Na sua intervenção, a governante defendeu a importância crescente de afirmar os Açores como destino turístico inclusivo, preparado para receber todos os visitantes com autonomia, segurança e conforto, sublinhando ser este o compromisso do Governo dos Açores.
Segundo a governante, o turismo inclusivo “não beneficia apenas pessoas com deficiência, mas também idosos, famílias com carrinhos de bebé, pessoas com limitações temporárias e cuidadores”, reforçando que a acessibilidade é hoje um fator determinante para a qualidade da experiência turística e para a competitividade dos destinos.
O conceito abrange áreas como infraestruturas adaptadas (rampas, elevadores), comunicação acessível (braille, linguagem simples) e atendimento especializado, assegurando que as experiências turísticas estejam ao alcance de todos.
Elementos-chave como transporte adaptado, alojamento sem barreiras, praias, museus e demais atrações acessíveis contribuem para a plena inclusão e representam, simultaneamente, uma oportunidade de crescimento económico, dada a crescente procura por destinos universalmente acessíveis.
A Secretária Regional destacou também o trabalho desenvolvido no âmbito da Estratégia Regional para a Inclusão da Pessoa com Deficiência da Região Autónoma dos Açores, implementada pela Direção Regional para a Promoção da Igualdade e Inclusão Social.
Este instrumento orientador define prioridades e ações concretas para eliminar barreiras físicas, comunicacionais e atitudinais, promovendo a igualdade de oportunidades nos vários domínios da sociedade, incluindo a cultura, o desporto, o lazer e, naturalmente, o turismo.

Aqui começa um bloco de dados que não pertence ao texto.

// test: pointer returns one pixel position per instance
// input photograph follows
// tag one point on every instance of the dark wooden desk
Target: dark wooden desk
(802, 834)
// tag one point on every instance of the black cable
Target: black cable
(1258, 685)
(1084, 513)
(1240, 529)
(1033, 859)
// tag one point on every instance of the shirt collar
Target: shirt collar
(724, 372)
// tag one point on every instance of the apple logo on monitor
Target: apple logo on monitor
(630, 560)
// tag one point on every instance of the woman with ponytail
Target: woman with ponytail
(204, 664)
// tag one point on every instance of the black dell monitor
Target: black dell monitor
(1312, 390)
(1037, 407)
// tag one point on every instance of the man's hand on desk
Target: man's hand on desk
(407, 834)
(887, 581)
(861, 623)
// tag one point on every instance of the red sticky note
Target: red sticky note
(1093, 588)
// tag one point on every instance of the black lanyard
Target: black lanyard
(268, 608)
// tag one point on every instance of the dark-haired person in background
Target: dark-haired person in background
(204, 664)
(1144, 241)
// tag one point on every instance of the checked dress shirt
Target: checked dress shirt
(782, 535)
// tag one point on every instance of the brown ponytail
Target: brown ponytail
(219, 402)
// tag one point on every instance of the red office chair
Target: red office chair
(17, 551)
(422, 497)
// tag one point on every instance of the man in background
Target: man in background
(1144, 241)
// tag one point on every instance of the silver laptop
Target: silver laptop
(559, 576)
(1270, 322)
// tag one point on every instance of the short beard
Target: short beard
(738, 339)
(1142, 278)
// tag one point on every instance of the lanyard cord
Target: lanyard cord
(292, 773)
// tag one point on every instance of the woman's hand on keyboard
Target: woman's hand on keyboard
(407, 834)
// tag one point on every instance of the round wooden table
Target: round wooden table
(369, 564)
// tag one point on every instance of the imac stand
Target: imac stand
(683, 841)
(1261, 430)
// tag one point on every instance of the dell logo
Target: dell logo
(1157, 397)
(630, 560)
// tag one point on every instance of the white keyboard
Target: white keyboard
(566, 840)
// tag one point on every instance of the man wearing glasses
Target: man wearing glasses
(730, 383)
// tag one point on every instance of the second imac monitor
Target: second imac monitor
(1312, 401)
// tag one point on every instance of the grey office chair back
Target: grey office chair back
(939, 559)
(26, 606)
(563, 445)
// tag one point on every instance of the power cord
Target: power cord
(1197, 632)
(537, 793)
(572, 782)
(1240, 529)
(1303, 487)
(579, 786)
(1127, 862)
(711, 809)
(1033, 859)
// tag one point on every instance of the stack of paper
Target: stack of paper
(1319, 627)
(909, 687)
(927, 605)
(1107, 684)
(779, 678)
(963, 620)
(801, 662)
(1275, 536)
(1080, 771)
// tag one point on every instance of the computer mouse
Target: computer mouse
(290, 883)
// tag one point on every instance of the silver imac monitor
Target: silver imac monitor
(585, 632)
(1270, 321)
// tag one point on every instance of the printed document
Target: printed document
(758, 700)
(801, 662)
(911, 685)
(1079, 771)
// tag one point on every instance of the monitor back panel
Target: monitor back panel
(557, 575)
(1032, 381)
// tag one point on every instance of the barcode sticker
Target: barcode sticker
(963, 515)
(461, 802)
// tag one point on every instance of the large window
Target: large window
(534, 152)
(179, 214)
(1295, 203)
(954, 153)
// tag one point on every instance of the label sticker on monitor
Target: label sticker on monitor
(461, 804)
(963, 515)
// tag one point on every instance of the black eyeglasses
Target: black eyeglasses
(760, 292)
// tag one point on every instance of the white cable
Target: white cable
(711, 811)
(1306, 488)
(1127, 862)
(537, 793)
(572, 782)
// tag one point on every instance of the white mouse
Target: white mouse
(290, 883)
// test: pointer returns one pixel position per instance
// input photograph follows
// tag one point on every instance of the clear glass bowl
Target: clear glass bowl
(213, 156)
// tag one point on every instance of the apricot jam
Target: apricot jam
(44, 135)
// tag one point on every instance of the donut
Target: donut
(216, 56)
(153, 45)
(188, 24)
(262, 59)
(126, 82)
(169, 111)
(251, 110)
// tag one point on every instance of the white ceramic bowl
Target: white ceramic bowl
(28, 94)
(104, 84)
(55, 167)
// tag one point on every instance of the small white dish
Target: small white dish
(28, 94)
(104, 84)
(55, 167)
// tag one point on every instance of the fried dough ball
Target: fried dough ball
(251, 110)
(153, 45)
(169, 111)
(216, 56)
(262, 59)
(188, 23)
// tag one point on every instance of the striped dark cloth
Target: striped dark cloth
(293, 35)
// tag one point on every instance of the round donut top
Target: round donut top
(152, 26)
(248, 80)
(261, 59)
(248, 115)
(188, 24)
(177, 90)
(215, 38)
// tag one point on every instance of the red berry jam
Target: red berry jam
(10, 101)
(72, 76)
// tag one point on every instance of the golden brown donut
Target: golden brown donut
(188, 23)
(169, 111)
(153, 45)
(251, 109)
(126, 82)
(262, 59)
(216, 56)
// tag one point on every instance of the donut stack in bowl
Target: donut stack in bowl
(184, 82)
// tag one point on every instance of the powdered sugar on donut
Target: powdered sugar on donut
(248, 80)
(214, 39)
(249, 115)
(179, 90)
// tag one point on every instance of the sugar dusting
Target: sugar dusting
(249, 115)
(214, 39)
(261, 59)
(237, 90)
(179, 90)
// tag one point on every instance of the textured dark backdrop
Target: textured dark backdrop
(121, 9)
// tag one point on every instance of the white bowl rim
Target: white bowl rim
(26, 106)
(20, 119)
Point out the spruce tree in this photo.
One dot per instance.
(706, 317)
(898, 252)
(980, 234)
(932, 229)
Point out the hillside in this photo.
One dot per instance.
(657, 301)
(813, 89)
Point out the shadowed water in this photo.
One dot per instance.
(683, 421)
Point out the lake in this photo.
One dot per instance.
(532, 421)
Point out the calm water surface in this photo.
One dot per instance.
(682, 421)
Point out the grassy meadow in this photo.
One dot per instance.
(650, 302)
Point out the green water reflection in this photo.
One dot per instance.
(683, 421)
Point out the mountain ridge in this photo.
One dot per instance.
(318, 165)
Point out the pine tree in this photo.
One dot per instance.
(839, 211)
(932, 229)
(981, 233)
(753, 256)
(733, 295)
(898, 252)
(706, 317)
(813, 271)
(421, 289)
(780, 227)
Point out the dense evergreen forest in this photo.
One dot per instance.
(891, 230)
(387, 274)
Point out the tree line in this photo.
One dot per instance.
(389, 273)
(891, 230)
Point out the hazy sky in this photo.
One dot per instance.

No setor turístico, integram-se diversas ações: uma destas foi o levantamento da oferta turística acessível, sendo que em 2023 realizou-se uma auditoria a cerca de 100 equipamentos e recursos turísticos em parceria com a CRESAÇOR; deu-se também a elaboração e entrega de relatórios às entidades gestoras, com identificação de necessidades de melhoria; e houve a integração gradual da informação recolhida no Portal do Turismo dos Açores.
Prevê-se repetir o levantamento, mediante disponibilidade orçamental.
Outra das ações tem a ver com a sensibilização e formação de profissionais, tendo sido promovidas formações destinadas a qualificar os operadores turísticos para práticas inclusivas, nomeadamente, o Curso “Turismo Inclusivo – Pedestrianismo” e o Curso “Turismo Inclusivo nas Atividades Turísticas”.
Estas formações fornecem ferramentas para o desenvolvimento de ofertas acessíveis e experiências turísticas ajustadas às necessidades de todos os visitantes.
Estão em desenvolvimento outras ações, como dois trilhos acessíveis/sensoriais. Um na Terceira (percurso de 1,6 km entre a Lagoa das Patas e os Viveiros da Falca) e outro em São Miguel (trilho acessível na Lagoa das Furnas, com cerca de 1,5 km, incluindo pavimentos sensoriais e estruturas em madeira de criptoméria.
Berta Cabral reforçou que “um destino acessível é um destino mais justo, mais competitivo e preparado para o futuro”, sublinhando que os Açores continuarão a investir na inclusão como pilar estratégico do desenvolvimento turístico da Região.